Implementing RKR R5: 5 Steps for Successful Lease Accounting in Municipalities

2024-12-04

Tiego has conducted a webinar on experiences from the implementation of RKR R5, organized by the Swedish Association of Municipal Economists (KEF). The Swedish Local Government Accounting Council (RKR) has for many years provided recommendations for leasing accounting, culminating in the publication of recommendation R5 in May 2023, followed by the idea paper “Leasing and Rental Agreement Accounting” in November 2023. Tiego has long provided solutions for the needs of businesses in group reporting and leasing accounting. Applying RKR is similar but has some distinct differences, which is why Tiego conducted this training. The goal was to give more municipalities and regions the opportunity to benefit from experiences and possibly consider using Tiego's systems and consulting services to comply with the regulations.

A survey was sent out before the training, with 14 municipalities/regions responding. Some of the questions and answers are summarized below.

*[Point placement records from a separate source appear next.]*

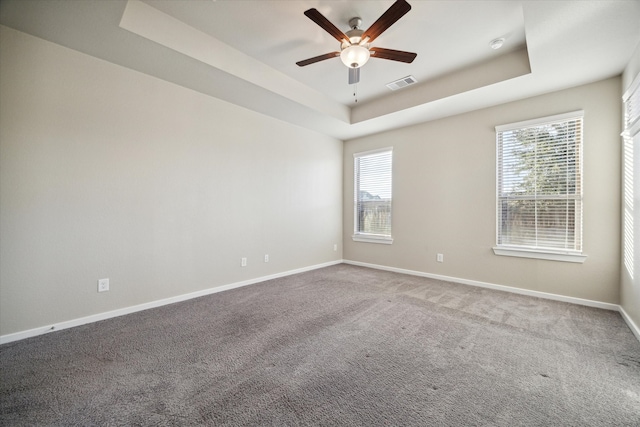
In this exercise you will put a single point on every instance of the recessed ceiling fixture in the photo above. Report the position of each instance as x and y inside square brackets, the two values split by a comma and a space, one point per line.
[354, 45]
[496, 43]
[403, 82]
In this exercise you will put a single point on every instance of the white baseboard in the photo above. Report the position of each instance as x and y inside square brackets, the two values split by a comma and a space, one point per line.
[158, 303]
[634, 328]
[140, 307]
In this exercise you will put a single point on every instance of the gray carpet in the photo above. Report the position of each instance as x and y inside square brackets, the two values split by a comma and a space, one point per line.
[342, 345]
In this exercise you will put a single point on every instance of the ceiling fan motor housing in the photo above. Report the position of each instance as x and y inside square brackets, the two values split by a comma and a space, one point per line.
[352, 54]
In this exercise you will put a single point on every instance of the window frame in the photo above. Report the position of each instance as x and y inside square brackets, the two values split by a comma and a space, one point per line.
[362, 236]
[537, 252]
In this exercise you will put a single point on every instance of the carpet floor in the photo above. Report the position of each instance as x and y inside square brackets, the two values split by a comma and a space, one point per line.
[342, 345]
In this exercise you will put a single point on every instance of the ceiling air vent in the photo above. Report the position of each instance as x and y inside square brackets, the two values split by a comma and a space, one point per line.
[403, 82]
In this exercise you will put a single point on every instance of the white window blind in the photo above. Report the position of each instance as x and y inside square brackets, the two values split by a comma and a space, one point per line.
[539, 187]
[373, 195]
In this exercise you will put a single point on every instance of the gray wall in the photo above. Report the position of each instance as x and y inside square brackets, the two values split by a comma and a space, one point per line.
[107, 172]
[445, 190]
[630, 286]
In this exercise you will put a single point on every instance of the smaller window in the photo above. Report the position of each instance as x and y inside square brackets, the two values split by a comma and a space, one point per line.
[372, 196]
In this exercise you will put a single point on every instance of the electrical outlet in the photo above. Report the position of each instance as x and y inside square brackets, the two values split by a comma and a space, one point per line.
[103, 285]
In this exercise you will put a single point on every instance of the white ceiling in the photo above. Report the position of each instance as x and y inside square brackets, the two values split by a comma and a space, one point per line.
[244, 52]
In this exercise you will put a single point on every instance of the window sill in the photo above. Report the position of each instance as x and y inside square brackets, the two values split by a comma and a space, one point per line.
[539, 254]
[373, 238]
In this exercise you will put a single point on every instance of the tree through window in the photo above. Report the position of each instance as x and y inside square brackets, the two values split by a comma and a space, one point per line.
[540, 184]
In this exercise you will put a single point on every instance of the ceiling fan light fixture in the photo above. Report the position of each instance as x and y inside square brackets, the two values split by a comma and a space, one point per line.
[355, 56]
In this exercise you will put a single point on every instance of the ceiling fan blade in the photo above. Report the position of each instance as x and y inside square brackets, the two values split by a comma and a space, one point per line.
[317, 59]
[354, 75]
[394, 55]
[395, 12]
[326, 25]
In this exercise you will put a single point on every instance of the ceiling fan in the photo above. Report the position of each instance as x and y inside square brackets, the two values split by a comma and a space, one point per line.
[355, 48]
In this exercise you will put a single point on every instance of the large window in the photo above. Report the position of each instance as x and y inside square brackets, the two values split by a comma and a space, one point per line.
[372, 196]
[539, 200]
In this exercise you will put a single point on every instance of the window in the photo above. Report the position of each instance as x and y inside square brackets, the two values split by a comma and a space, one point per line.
[372, 196]
[539, 201]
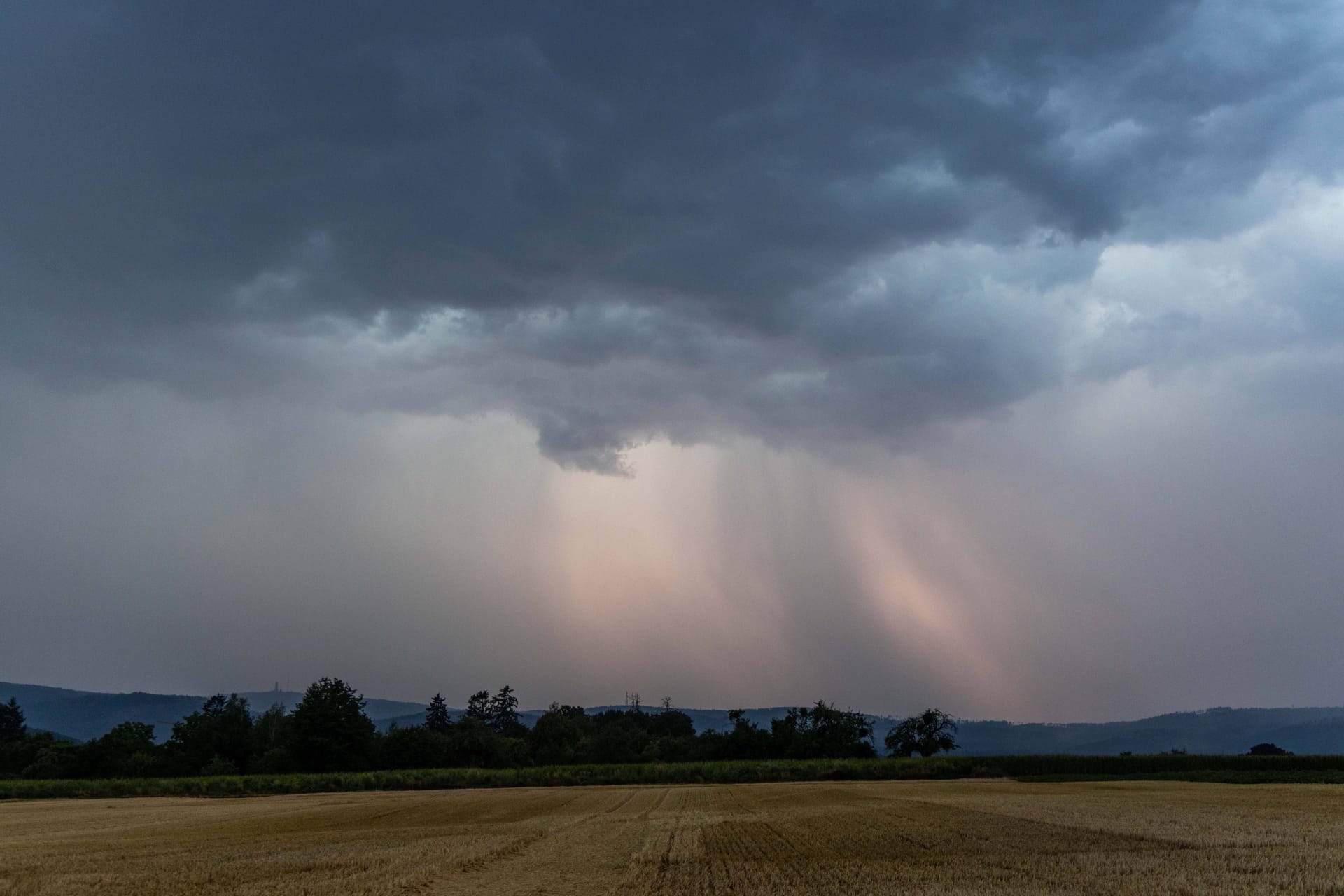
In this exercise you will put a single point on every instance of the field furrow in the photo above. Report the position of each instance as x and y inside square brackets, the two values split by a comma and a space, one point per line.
[750, 840]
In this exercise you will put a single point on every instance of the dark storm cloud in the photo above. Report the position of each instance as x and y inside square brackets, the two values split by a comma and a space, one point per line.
[643, 219]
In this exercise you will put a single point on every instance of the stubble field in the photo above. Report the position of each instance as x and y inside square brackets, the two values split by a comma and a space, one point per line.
[862, 837]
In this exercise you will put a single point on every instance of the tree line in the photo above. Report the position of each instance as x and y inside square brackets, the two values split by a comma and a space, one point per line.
[330, 731]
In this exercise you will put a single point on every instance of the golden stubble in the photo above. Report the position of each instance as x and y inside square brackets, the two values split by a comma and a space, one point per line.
[890, 837]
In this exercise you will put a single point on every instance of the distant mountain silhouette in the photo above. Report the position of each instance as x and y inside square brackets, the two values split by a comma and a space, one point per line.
[1316, 729]
[85, 713]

Responses were given with a number: 1: Not at all, 2: Partially, 3: Okay, 4: Good, 5: Very good.

Below is an excerpt from the respective sections of the webinar:

Part 1: Background and Regulations

Question A: How well did the 2023 annual report meet the updated RKR R5?

Answer A: Average score 2.1, with six respondents answering “1: Not at all.”

"The purpose of RKR R5 is to create neutral and comparable accounting, regardless of how municipalities and regions choose to finance their resource acquisitions. Case studies and other follow-ups have shown that practices vary regarding the accounting of leasing and rental agreements. According to K3, lessees must recognize all financial leasing agreements in the group balance sheet, which in practice has meant that only leasing of machines and cars has been included.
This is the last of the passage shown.